' It is
supposed that David II.--who died in 1370--had urged Barbour to engage
in the work, which was not, however, completed till the fifth year of
his successor, Robert II., who gave our poet a pension on account of it.
This consisted of a sum of ten pounds Scots from the revenues of the
city of Aberdeen, and twenty shillings from the burgh mails. Mr James
Bruce, to whose interesting Life of Barbour, in his 'Eminent Men of
Aberdeen,' we are indebted for many of the facts in this narrative,
says, 'The latter of these sums was granted to him, not merely during
his own life, but to his assignees; and the Archdeacon bequeathed it to
the dean, canons, the chapter, and other ministers of the Cathedral of
Aberdeen, on condition that they should for ever celebrate a yearly mass
for his soul.

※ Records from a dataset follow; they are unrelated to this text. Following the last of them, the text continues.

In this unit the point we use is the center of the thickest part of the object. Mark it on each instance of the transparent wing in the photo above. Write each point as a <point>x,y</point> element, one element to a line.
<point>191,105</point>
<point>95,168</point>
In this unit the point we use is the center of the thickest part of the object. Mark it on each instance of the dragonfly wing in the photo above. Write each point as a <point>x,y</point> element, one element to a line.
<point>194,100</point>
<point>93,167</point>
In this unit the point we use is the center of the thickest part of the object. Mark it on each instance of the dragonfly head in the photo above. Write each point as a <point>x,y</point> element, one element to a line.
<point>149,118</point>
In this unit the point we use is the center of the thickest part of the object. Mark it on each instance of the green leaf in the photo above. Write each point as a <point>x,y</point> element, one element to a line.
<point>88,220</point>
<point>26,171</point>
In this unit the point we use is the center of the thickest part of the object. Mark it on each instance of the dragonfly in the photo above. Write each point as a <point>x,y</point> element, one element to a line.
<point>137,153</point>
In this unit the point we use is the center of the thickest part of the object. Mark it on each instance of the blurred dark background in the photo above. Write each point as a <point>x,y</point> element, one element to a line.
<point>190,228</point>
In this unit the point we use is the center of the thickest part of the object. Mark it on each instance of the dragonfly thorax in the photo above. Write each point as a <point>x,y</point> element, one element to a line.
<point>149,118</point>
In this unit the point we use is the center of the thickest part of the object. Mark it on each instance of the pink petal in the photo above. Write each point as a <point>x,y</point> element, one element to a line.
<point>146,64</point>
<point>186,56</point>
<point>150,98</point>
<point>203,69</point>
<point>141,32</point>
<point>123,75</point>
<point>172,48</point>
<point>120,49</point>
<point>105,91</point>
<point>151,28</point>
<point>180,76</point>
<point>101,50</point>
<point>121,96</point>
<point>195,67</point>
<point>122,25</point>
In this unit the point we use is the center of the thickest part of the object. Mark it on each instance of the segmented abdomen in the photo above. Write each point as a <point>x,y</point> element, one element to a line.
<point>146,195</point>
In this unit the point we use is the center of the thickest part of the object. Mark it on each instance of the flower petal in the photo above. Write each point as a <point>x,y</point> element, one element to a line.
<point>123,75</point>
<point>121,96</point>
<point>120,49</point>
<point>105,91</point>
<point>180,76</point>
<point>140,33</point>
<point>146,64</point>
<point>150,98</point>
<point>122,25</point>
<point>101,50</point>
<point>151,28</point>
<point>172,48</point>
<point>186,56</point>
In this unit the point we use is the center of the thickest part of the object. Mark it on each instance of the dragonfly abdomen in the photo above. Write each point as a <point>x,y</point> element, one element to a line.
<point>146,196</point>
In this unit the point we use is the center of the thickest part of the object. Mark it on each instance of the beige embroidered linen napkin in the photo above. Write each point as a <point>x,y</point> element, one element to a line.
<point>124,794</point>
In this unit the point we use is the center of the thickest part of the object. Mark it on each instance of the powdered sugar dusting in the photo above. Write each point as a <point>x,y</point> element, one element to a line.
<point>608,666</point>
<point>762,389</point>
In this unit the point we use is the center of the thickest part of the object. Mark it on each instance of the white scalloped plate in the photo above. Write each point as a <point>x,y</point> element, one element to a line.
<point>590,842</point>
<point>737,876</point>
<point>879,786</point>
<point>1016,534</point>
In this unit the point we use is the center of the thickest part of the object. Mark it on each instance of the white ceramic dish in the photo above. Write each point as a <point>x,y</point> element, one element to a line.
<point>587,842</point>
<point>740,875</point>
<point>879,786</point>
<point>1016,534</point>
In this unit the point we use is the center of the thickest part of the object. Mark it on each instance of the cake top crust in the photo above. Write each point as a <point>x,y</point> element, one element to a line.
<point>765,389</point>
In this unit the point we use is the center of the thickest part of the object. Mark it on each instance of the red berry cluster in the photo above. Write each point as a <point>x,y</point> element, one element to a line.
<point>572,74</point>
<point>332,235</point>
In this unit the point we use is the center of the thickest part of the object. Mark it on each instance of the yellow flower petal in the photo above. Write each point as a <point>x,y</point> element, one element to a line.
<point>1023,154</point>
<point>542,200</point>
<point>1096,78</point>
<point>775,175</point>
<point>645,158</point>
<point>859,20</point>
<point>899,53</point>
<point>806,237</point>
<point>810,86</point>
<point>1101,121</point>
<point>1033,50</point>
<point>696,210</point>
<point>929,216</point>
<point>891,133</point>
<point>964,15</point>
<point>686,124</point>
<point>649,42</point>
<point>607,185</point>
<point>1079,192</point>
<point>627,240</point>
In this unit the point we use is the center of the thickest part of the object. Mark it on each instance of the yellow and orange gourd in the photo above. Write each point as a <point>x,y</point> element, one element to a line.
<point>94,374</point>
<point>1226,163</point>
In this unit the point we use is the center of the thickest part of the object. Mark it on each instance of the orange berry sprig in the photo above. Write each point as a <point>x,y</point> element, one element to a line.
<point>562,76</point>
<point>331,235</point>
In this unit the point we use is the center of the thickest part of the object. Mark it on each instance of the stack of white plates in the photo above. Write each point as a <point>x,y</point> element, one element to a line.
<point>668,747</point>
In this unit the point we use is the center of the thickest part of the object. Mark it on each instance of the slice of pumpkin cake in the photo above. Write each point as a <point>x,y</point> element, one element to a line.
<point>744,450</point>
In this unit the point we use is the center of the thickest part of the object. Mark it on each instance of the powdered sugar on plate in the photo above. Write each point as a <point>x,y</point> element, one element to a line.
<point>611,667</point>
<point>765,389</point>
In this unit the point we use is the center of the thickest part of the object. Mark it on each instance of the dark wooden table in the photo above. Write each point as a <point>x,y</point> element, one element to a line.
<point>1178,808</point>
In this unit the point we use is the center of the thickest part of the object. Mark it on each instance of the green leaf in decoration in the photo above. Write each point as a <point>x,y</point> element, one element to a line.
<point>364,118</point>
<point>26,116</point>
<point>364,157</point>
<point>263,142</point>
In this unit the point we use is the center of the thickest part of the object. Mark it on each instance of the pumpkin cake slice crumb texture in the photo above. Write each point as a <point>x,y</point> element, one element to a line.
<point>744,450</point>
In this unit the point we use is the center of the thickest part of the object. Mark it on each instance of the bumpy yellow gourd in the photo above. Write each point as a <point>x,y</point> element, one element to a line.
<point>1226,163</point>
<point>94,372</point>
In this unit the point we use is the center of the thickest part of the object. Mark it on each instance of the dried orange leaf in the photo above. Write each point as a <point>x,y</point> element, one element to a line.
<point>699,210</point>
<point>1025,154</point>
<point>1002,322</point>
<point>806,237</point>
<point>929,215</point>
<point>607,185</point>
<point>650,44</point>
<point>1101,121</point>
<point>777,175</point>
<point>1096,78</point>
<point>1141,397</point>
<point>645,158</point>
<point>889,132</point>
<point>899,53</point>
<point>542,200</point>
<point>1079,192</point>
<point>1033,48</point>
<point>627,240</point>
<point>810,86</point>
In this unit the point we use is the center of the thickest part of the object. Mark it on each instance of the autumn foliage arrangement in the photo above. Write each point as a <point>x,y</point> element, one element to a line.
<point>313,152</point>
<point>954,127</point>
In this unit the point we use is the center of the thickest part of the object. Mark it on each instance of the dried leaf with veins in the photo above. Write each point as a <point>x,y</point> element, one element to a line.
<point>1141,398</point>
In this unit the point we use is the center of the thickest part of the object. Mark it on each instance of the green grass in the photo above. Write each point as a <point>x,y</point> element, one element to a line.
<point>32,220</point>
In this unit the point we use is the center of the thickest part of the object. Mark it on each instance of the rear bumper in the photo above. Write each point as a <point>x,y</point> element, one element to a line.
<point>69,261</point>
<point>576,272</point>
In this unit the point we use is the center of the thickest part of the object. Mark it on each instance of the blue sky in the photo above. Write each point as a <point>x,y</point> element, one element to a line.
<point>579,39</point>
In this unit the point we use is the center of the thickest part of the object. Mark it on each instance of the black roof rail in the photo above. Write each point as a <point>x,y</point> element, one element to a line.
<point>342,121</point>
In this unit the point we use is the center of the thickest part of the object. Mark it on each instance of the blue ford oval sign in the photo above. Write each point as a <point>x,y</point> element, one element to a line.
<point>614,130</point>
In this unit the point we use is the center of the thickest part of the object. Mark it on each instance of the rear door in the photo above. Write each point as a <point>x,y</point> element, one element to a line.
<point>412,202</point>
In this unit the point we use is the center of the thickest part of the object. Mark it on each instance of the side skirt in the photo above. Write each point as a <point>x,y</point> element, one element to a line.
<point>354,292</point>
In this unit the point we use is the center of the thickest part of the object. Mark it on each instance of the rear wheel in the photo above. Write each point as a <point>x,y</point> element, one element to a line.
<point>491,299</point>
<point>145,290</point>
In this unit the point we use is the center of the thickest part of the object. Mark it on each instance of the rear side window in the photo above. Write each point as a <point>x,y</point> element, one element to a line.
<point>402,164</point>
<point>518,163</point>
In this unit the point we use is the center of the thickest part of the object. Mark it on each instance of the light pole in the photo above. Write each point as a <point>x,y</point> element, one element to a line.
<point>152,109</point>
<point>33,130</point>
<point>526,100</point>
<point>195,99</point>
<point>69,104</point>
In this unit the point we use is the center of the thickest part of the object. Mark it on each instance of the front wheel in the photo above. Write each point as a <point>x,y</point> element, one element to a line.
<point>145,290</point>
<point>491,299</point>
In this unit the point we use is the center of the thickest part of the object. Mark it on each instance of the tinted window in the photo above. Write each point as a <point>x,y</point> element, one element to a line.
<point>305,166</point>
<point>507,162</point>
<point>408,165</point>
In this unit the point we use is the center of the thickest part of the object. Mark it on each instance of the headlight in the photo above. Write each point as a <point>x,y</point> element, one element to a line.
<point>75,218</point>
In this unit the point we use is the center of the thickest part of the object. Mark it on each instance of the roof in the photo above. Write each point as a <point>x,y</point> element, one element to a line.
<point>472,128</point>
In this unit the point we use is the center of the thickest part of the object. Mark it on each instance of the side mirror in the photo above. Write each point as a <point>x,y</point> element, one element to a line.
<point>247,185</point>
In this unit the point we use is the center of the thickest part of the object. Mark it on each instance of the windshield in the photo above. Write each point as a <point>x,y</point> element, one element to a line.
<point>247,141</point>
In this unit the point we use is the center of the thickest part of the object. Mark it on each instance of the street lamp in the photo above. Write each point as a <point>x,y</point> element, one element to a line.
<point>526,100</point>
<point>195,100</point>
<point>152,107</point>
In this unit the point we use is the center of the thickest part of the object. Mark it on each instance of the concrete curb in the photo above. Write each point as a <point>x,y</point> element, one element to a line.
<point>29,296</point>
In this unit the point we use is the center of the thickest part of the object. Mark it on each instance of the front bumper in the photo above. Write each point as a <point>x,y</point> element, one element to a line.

At the Reformation, when it came to be discovered that
masses did no good to souls in the other world, it is probable that this
endowment reverted to the Crown.'
Barbour also wrote a poem under what seems now the strange title, 'The
Brute.' This was in reality a metrical history of Scotland, commencing
with the fables concerning Brutus, or 'Brute,' who, according to ancient
legends, was the great-grandson of Aeneas--came over from Italy, the
land of his birth--landed at Totness, in Devonshire--destroyed the
giants who then inhabited Albion--called the island 'Britain' from his
own name, and became its first monarch.